IBM on Thursday unveiled a semiconductor architecture it calls NanoStack that packs nearly 100 billion transistors onto a chip the size of a fingernail, a density the Armonk, New York, company described as the equivalent of a 0.7-nanometer node and the first known chip technology below 1 nanometer.

The disclosure pushes the industry's atomic-scale yardstick past the 2-nanometer chips Taiwan Semiconductor Manufacturing Co. began producing this year and sets a target for Samsung, Intel and TSMC's own 1.4-nanometer effort, which the Taiwanese foundry has aimed at mass production around 2028. IBM does not make chips itself; it licenses its designs, currently to Japan's Rapidus, and said it sees a path to production within five years.

What is new

NanoStack layers sheets of transistors on top of one another instead of arranging them in a single plane. IBM said its prototype delivered up to 50 percent more performance, or 70 percent greater energy efficiency, than the company's 2-nanometer node, and a 40 percent improvement in SRAM, the short-term memory built into processors. Huiming Bu, IBM's vice president of semiconductors, told CBS News the SRAM gain was "something that we haven't seen in decades."

The nanometer figure no longer describes a physical dimension. It is an industry shorthand for transistor density, and the new design roughly doubles the count of IBM's 2-nanometer chip on the same footprint. More transistors mean faster processors and, the company argues, lower power draw per calculation, a metric that has moved to the center of the chip business as data centers compete for electricity to train and run artificial-intelligence models.

The block-of-flats analogy

Jay Gambetta, director of IBM Research, called the work a "landmark moment" for computing and said in a statement that "With our new NanoStack architecture, we're not just making smaller transistors, we're reinventing how chips are built to deliver dramatically more power and energy efficiency."

Alan Woodward, a computer scientist at Surrey University, told the BBC the contrast with rival 3D approaches was one of ambition. "IBM's NanoStack is like proposing a 100-story skyscraper," he said, adding that Samsung and Intel are closer to 30- to 50-story buildings with their own stacking work.

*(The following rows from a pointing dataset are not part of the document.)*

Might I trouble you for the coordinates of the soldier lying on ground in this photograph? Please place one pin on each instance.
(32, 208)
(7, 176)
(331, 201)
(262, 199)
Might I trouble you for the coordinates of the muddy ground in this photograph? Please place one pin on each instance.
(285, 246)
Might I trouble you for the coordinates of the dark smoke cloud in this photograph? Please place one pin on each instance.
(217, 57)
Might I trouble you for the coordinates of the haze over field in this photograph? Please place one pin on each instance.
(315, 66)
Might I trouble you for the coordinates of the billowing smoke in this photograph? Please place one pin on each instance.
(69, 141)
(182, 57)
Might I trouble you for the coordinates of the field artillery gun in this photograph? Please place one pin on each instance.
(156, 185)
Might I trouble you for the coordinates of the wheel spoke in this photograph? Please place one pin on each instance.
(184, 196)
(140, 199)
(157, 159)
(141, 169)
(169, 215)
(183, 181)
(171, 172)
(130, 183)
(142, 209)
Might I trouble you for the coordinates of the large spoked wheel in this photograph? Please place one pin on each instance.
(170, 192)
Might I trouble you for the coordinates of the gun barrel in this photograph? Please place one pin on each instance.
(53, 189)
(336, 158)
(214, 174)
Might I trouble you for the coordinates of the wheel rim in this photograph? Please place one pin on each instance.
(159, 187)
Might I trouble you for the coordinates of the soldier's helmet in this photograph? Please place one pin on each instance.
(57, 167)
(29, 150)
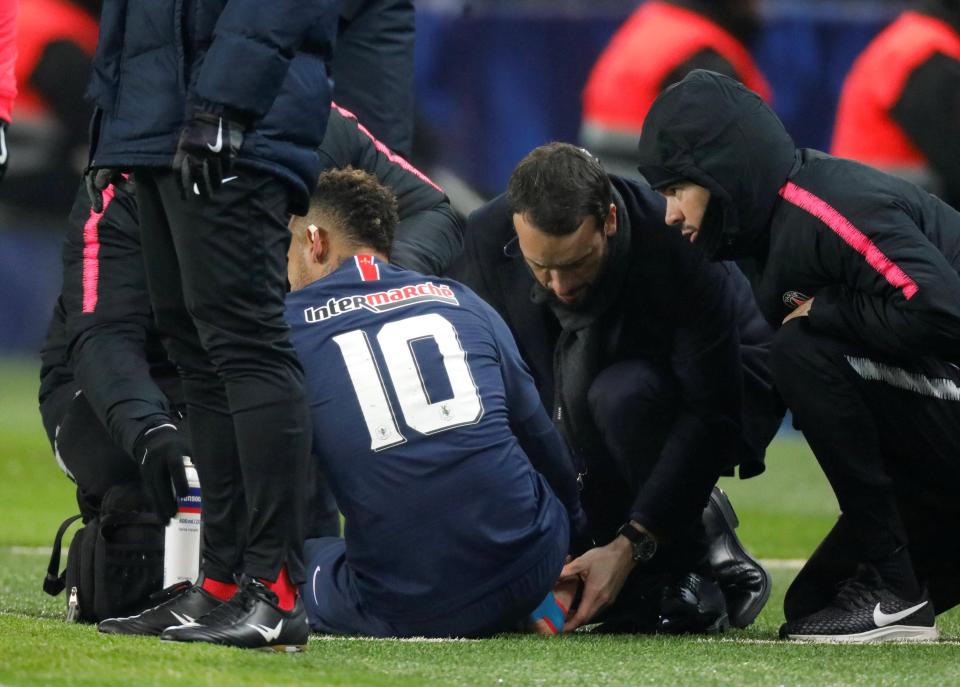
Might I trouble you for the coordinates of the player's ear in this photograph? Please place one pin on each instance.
(610, 223)
(319, 243)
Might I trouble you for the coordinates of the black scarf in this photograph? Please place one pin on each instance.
(577, 357)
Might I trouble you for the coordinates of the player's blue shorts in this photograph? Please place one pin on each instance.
(334, 605)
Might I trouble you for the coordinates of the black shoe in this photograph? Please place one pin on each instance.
(744, 582)
(183, 605)
(693, 604)
(250, 620)
(865, 610)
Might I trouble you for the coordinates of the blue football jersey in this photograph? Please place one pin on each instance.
(412, 384)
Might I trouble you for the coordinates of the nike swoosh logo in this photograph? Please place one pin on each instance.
(184, 620)
(267, 633)
(881, 619)
(216, 148)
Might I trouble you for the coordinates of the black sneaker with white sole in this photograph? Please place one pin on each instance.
(865, 610)
(250, 620)
(184, 603)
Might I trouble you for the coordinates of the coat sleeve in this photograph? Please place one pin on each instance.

Woodward said IBM's proposals are "the most ambitious" in the field.

The engineering problem

Stacking transistors compounds two old chip-design headaches. Heat rises through the layers, and the insulating material between stacked sheets has to be thin enough to keep the device compact but thick enough that transistors switch off when they are told to. Leakage at those scales can stop a chip from working at all.

IBM acknowledged the production timeline carries its own risks. Building 0.7-nanometer-equivalent chips at scale requires advanced lithography equipment, fabrication expertise and capital expenditure measured in the billions of dollars, infrastructure controlled by a small number of foundries.

Caveat

IBM made similar claims for its 2-nanometer prototype in 2021, saying at the time the technology would also deliver large gains in performance and energy efficiency. Those chips have only this year reached mass production at TSMC, five years after the unveiling. The company has not said which customer would first license NanoStack, and no foundry has committed to building it.

The next public milestones are TSMC's 1.4-nanometer ramp targeted for 2028 and IBM's continued work with Rapidus on the 2-nanometer node Tokyo is trying to commercialize.